Officials hope that a dedicated response team will turn the republic’s majestic peaks into a magnet for climbers from across the world.

Kyrgyzstan: Mountain Rescue Boost for Tourism

Officials hope that a dedicated response team will turn the republic’s majestic peaks into a magnet for climbers from across the world.

The Kyrgyz government is setting up a national rescue service to save climbers who run into trouble scaling the country’s alpine peaks.


The proposed agency will take on overall responsibility for tourists who come to Kyrgyzstan for adventure sports such as climbing, by registering the details of their trip and monitoring their progress through a series of checkpoints.


Tourist agencies - who will now be required to provide the rescue service with the names of their clients engaging in risky sports - applauded the move, saying it could be a boon for the country’s fledgling tourist industry.


“Kyrgyzstan is a mountainous country. If we want to develop tourism, it is essential to have a state service that will organise rescue work effectively,” said Vladimir Komissarov, president of Association of Tourist Operators of the Silk Road.

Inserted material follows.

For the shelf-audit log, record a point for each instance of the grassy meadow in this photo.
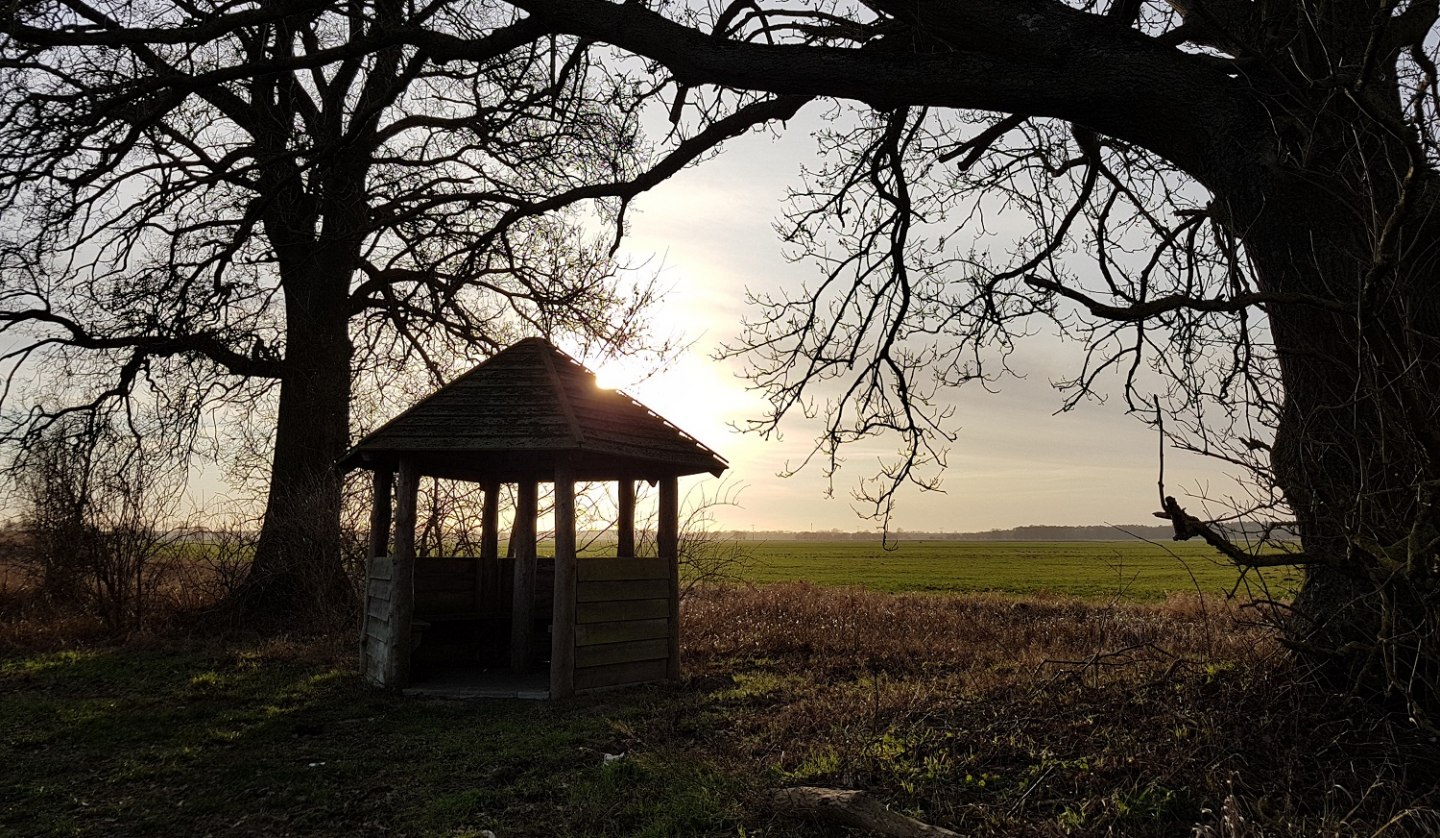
(995, 690)
(1131, 569)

The head of Kyrgyzstan’s tourism department, Akbar Jigitov, told IWPR that the service - which should be in place by next summer - will be funded by mandatory insurance policies taken out by climbers, snowboarders and other extreme sports enthusiasts before they are allowed on the mountains.

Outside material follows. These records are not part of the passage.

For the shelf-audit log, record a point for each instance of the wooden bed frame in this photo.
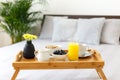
(82, 16)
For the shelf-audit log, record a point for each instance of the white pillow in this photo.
(89, 30)
(111, 32)
(47, 28)
(64, 29)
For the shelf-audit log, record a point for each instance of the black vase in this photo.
(29, 50)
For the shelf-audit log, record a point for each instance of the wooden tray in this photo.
(93, 62)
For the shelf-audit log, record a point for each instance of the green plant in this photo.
(17, 17)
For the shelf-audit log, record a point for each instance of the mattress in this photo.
(110, 54)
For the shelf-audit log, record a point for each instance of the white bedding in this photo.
(110, 53)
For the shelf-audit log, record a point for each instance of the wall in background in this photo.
(87, 7)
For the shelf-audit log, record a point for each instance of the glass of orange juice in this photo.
(73, 51)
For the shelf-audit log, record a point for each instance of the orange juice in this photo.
(73, 51)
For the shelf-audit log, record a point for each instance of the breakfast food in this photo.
(59, 52)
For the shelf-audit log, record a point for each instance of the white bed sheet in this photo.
(110, 53)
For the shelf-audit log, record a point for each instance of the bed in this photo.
(109, 52)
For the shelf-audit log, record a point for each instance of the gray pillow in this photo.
(89, 31)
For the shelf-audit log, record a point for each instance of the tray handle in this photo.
(19, 56)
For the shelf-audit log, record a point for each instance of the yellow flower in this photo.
(29, 36)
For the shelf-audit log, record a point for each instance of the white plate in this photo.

The announcement of a national rescue service comes following the death last month of a Russian climber in southern Kyrgyzstan. So far this year, eight climbers have died on the republic’s mountains, and two have gone missing.


On average, three to four climbers have disappeared every year since the collapse of the Soviet-era mountain rescue system, which most agree worked well.


That rescue service was financed by trade unions, and all climbers were required to register when they arrived at mountain camps. They were only allowed to begin the climb after their equipment had been checked and they had been given training.


If the group did not return to base camp by a certain time, a team was automatically sent out to find them.


When that system collapsed along with the Soviet Union, the responsibility for saving climbers was divided between the travel agencies who organised the climbs and the government’s ministry for ecology and emergency situations, MEES, which does not have a dedicated mountain rescue team.


Neither the agencies nor the state have worked together to coordinate their efforts, with both sides insisting the other take full responsibility for saving climbers. The problem was exacerbated by the emergence of a number of often-unqualified climbing trip agencies, which employed staff who lacked mountain training or guiding experience.


“We need to make a fundamental re-examination of the system of letting people climb mountains,” said Jigitov. “People should be taken to the mountains by professionals, and if this is not possible, then it should not be done.”


MEES has also accused the travel companies of being irresponsible, alleging that some send climbers off to the mountains without making the most basic provisions for their safety, and then expect the government to come to the clients’ rescue if an accident should occur.


In the case of Sergei Fetisov, the Russian climber who died in an avalanche in Karakul in the Jalalabad region on November 3, he and his group were climbing unaccompanied when the tragedy happened. The accident was reported to MEES five days later, when the three survivors reached Karakul, and Fetisov’s body was recovered on November 10.


MEES official Sergei Stepanov told IWPR that while a local travel agency had booked the Russians’ trip, it was the government agency which had carried out the recovery mission.


“We are not a travel agency able to accompany every tourist,” Stepanov said. “No one even tells us who is planning to make a climb, or when. Travel agencies make a lot of money from this so they should rescue their clients themselves.”


For their part, travel agencies say they can’t afford to save climbers in trouble - particularly those who have refused to take basic safety precautions.


A centralised rescue service is therefore a good idea, said Viacheslav Aleksandrov, director of the Edelveis tourist firm.


“When many alpinists go out on their own and various unexpected situations happen, they start calling tourist firms they may have rented transport or equipment from, and ask them for help,” he said.


“However, it is costly to organise such support so state support is definitely needed. Only time will tell how such a service would work.”


Gulnura Toralieva is an IWPR contributor in Bishkek. Marina Bashmanova is an IWPR trainee in Bishkek.